Четырнадцать градусов далеко не те двадцать два, что в июле. Тело не хотело идти в воду. Тело хотело чтобы я выскочил на берег, вытерся, согрелся и лечь под теплое одеяло.
Оттолкнулся и поплыл. Кроль, локоть поднимается высоко, выдох в воду.
Первые пятьдесят метров терпимо, дыхание ровное, руки тянут нормально. Через сто начала сводить правую икру, несильно, намек на судорогу. Я растянул стопу на себя, прогреб еще двадцать метров и развернулся.
Двести метров, два подхода. На берегу вытирался запасной рубашкой, стуча зубами от холода.
Руки тряслись. В темноте не видно ни берега, ни воды, только белый туман и звезды над головой, яркие, сентябрьские, без городской засветки.
Пробежал три километра до дома трусцой, чтобы согреться. Лег. Заснул.
Утром проснулся от того, что не мог вдохнуть полной грудью.
Не задохнулся, нет. Воздух шел нормально, легкие наполнялись, но справа, в нижней части грудной клетки, при каждом глубоком вдохе возникала боль. Тупая, тянущая, как будто кто-то прижал к ребрам горячий утюг и держал не отпуская.
На выдохе боль уходила. На вдохе возвращалось.
Я сел на кровати. Панцирная сетка звякнула. Попробовал вдохнуть медленно, через нос, до упора.
На три четверти вдоха боль усилилась, резко, как удар. Я выдохнул. Подождал. Попробовал еще раз. То же самое.
В школу шел четыре километра и дышал поверхностно, мелкими глотками, как собака в жару. Витька шагал рядом, рассказывал что-то про новую учительницу по химии, рыжую, молодую, из Саратова, строгую до невозможного.
Я кивал и считал шаги. На каждый двадцатый пробовал глубоко вдохнуть. Боль не уходила.
На третий день пошел к фельдшеру.
Не к Анне Ивановне в деревенский медпункт, та бы сразу рассказала матери в тот же вечер, а в район, в Сердобск, в поликлинику на улице Кирова.
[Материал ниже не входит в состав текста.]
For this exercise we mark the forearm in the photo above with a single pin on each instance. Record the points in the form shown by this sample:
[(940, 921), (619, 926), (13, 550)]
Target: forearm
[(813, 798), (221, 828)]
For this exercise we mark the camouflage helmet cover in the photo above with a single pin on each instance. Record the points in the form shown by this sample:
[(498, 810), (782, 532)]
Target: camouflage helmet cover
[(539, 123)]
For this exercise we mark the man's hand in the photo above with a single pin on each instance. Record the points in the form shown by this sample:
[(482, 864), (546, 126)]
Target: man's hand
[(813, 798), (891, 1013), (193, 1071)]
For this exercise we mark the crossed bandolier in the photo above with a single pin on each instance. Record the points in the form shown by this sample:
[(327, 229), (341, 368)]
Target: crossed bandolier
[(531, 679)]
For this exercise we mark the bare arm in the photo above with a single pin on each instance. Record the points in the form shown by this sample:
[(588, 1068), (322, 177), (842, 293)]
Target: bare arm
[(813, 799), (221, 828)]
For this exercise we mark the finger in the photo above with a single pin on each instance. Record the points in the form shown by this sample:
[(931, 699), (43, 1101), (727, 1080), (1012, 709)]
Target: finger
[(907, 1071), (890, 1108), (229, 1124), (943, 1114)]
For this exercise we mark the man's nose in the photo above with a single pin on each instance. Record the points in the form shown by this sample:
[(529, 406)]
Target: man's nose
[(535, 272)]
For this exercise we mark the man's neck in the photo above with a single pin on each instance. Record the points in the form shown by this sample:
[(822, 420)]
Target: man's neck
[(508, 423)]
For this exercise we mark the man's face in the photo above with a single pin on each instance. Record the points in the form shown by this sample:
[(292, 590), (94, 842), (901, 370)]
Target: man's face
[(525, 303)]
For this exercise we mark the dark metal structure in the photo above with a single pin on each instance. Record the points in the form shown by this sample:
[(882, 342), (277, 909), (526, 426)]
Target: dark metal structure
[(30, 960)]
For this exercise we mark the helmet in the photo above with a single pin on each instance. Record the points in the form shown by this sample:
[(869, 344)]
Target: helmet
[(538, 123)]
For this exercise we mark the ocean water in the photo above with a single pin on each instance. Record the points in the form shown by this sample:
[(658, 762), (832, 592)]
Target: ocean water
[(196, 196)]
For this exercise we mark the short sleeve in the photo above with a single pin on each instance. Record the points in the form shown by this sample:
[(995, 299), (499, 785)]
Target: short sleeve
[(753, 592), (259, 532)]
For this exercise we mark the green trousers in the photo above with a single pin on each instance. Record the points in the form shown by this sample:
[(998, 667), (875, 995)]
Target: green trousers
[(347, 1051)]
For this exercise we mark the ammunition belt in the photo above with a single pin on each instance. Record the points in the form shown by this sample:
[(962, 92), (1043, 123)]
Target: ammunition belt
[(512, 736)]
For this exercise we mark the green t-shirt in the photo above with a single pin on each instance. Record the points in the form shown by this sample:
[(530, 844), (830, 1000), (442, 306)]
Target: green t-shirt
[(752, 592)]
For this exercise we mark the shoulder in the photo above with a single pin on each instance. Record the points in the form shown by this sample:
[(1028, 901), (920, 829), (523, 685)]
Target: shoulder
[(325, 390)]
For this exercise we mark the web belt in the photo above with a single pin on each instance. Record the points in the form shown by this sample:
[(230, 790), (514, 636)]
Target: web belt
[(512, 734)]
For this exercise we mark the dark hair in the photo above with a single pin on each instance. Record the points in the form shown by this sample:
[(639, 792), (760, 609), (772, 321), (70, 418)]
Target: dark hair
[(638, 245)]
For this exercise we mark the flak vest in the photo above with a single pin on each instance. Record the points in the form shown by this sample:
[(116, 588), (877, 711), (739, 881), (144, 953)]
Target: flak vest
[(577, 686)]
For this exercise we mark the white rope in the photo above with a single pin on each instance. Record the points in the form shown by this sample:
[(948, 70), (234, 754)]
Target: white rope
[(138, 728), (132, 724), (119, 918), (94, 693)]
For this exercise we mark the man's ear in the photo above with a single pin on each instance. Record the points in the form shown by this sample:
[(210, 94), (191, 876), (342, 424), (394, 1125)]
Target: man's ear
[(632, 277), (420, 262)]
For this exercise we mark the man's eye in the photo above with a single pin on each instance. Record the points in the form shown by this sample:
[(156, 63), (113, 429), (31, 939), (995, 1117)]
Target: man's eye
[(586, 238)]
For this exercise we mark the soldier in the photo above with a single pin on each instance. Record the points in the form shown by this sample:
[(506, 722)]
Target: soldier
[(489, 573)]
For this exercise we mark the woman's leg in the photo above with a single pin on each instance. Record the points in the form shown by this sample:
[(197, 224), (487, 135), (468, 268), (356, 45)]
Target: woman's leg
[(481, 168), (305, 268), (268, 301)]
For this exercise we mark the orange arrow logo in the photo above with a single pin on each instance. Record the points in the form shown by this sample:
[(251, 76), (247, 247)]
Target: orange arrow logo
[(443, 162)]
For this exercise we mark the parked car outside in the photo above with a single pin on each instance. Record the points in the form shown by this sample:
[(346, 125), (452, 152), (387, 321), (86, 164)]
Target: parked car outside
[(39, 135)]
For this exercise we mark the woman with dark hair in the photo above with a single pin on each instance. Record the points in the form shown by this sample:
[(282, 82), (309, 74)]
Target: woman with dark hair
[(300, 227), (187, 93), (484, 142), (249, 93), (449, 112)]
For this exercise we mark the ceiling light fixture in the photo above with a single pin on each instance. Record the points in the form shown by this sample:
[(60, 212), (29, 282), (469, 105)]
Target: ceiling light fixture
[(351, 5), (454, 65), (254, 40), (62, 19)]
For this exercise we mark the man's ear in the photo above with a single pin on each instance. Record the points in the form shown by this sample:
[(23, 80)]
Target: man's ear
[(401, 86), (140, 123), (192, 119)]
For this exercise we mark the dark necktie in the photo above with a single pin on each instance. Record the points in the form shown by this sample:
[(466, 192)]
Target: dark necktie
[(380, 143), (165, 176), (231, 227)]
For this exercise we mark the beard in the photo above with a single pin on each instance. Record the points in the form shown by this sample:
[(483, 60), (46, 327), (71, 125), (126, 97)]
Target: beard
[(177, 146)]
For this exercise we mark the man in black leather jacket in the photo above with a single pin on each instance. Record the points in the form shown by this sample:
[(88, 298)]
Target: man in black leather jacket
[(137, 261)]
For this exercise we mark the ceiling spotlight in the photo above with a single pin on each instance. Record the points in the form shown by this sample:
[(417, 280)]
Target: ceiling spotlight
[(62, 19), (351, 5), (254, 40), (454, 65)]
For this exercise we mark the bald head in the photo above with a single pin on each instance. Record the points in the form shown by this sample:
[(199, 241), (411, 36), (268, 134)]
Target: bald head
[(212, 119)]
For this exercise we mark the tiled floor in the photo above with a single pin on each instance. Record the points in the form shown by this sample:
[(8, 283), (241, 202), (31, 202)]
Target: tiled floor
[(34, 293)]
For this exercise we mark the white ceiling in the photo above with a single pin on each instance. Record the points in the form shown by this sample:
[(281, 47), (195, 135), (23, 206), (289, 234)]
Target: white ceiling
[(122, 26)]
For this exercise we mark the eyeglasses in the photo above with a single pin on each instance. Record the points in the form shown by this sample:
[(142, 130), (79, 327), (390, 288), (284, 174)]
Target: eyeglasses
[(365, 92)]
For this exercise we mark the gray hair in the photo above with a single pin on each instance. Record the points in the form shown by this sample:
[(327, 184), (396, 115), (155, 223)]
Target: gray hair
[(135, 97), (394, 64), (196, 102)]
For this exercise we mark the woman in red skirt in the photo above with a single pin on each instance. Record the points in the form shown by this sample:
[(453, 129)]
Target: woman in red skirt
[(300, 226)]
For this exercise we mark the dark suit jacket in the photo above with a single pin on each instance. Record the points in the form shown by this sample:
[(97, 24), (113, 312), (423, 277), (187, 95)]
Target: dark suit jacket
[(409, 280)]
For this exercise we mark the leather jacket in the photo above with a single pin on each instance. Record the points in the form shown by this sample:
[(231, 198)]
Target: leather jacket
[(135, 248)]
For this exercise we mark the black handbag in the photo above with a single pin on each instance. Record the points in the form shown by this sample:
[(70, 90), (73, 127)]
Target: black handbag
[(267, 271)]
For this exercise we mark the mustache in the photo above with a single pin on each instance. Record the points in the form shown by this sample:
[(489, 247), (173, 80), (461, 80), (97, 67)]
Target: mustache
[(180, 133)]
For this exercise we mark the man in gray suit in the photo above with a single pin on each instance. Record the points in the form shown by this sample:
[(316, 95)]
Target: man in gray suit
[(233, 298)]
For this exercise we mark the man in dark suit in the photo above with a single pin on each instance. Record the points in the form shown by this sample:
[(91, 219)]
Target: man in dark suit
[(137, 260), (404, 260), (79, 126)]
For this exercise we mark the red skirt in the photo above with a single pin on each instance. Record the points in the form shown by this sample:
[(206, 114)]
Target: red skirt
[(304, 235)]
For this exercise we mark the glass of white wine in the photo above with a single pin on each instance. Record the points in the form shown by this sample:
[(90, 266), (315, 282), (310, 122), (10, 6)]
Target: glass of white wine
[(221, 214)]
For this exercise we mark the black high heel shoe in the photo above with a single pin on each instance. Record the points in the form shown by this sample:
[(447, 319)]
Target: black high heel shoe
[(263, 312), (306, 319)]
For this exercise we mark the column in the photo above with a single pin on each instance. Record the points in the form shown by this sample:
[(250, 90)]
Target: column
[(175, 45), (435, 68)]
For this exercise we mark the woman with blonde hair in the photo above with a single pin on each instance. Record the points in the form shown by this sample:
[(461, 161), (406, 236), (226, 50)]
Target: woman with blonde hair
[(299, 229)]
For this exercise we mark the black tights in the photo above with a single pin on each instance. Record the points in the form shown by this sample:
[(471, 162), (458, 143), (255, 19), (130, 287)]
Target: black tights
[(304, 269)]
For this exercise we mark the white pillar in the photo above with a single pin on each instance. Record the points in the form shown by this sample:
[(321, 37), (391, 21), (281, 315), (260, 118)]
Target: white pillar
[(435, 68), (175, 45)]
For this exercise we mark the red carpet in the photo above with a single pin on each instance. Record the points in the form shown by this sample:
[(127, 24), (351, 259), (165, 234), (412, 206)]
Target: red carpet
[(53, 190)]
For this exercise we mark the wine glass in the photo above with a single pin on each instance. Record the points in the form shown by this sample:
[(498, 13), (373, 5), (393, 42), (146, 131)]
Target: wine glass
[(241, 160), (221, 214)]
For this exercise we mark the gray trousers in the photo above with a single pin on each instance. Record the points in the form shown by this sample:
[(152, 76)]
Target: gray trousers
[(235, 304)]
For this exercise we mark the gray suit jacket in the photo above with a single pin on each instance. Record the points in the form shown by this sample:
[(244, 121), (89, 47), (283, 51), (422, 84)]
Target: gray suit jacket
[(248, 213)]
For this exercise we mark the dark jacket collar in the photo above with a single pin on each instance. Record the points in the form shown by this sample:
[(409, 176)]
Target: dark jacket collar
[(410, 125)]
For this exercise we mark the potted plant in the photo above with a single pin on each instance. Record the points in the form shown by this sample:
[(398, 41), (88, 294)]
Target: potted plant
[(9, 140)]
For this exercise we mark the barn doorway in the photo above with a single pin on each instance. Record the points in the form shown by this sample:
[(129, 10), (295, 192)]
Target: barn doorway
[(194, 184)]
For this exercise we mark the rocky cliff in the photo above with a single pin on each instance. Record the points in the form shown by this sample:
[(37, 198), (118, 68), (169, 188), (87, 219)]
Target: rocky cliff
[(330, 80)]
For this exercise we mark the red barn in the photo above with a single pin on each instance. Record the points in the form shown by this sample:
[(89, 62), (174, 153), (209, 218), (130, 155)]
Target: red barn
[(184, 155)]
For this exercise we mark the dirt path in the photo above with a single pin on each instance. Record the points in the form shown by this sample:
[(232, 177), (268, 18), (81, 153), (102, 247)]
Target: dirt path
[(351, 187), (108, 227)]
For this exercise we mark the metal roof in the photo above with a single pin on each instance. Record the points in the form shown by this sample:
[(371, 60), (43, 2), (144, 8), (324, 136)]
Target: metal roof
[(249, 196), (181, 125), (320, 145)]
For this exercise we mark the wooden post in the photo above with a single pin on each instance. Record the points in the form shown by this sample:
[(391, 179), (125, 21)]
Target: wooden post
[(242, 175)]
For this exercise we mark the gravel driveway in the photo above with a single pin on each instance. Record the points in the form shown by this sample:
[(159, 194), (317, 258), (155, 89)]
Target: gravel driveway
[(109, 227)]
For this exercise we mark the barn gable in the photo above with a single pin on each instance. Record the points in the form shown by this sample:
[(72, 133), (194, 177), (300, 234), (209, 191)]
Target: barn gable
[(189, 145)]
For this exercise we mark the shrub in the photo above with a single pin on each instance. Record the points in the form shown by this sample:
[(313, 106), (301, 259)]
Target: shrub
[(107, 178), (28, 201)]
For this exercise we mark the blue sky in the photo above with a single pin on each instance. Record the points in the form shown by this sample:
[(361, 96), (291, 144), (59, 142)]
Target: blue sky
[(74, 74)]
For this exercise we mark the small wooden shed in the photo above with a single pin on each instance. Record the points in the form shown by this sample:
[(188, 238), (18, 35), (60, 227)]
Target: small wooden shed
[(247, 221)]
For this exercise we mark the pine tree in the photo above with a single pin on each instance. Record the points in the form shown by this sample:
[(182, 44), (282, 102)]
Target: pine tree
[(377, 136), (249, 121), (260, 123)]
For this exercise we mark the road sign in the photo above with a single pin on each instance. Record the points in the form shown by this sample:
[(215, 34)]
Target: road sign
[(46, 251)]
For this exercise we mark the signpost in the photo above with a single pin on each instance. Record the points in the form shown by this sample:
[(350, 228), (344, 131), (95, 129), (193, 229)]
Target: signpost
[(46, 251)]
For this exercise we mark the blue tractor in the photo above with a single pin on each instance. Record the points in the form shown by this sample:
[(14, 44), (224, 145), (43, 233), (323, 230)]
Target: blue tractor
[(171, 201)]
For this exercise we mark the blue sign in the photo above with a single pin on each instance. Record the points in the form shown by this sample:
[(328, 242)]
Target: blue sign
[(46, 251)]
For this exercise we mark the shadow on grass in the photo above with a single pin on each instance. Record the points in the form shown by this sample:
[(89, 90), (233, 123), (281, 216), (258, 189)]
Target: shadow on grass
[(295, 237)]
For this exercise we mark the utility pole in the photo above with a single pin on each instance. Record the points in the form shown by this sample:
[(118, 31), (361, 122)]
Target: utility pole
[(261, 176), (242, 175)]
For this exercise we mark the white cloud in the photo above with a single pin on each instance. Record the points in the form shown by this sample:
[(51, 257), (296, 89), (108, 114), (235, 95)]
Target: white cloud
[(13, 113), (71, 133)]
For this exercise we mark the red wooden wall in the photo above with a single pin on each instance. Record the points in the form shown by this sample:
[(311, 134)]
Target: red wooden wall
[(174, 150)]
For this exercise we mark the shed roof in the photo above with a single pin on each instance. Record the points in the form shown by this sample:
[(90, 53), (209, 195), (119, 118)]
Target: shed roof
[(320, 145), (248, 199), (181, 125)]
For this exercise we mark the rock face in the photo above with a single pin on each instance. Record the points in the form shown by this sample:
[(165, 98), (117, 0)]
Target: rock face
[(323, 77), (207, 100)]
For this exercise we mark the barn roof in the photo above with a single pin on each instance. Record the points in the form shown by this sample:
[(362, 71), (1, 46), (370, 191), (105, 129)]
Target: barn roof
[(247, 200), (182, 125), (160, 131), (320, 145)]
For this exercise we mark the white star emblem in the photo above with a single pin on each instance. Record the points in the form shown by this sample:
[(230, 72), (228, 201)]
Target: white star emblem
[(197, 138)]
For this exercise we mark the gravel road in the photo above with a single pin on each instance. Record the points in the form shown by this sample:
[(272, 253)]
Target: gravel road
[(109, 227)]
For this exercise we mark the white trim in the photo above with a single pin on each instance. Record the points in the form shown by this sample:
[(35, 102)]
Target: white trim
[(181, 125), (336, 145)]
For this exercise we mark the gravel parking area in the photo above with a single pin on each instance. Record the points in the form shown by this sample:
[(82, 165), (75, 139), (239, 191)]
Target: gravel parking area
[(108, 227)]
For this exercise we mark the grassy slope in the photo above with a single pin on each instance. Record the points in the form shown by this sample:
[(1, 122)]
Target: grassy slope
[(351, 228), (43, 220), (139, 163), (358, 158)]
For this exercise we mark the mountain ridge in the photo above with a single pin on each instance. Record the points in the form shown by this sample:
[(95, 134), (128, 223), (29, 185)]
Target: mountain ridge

Поехал на попутном молоковозе, как тогда, в июле.
Только теперь дядя Гриша в кабине курил по-настоящему, не жевал мундштук, а затягивался. Дым в кабине стоял сизый, густой, я старался не кашлять.
Поликлиника находилась в одноэтажном здании, побеленном известью, с крыльцом в три ступени и вывеской «Сердобская районная поликлиника». Внутри меня встретил запах карболки, хлорки и чего-то кислого, больничного.
Линолеум на полу стертый, стены покрашены масляной краской, зеленый низ, белый верх, граница по деревянной рейке. Очередь из шести человек, пожилые женщины, мужик в ватнике с перебинтованной кистью, молодая мать с грудным ребенком на руках.
Фельдшер принял через сорок минут. Семен Аркадьевич, худой, лет пятидесяти пяти, в белом халате с пожелтевшими лацканами, очки на кончике носа, за ухом карандаш. Руки сухие, жилистые, с коротко стриженными ногтями.
— Раздевайся. На что жалуешься?
Я снял рубашку. Ребра привычно торчали наружу, но уже не так, как в июле.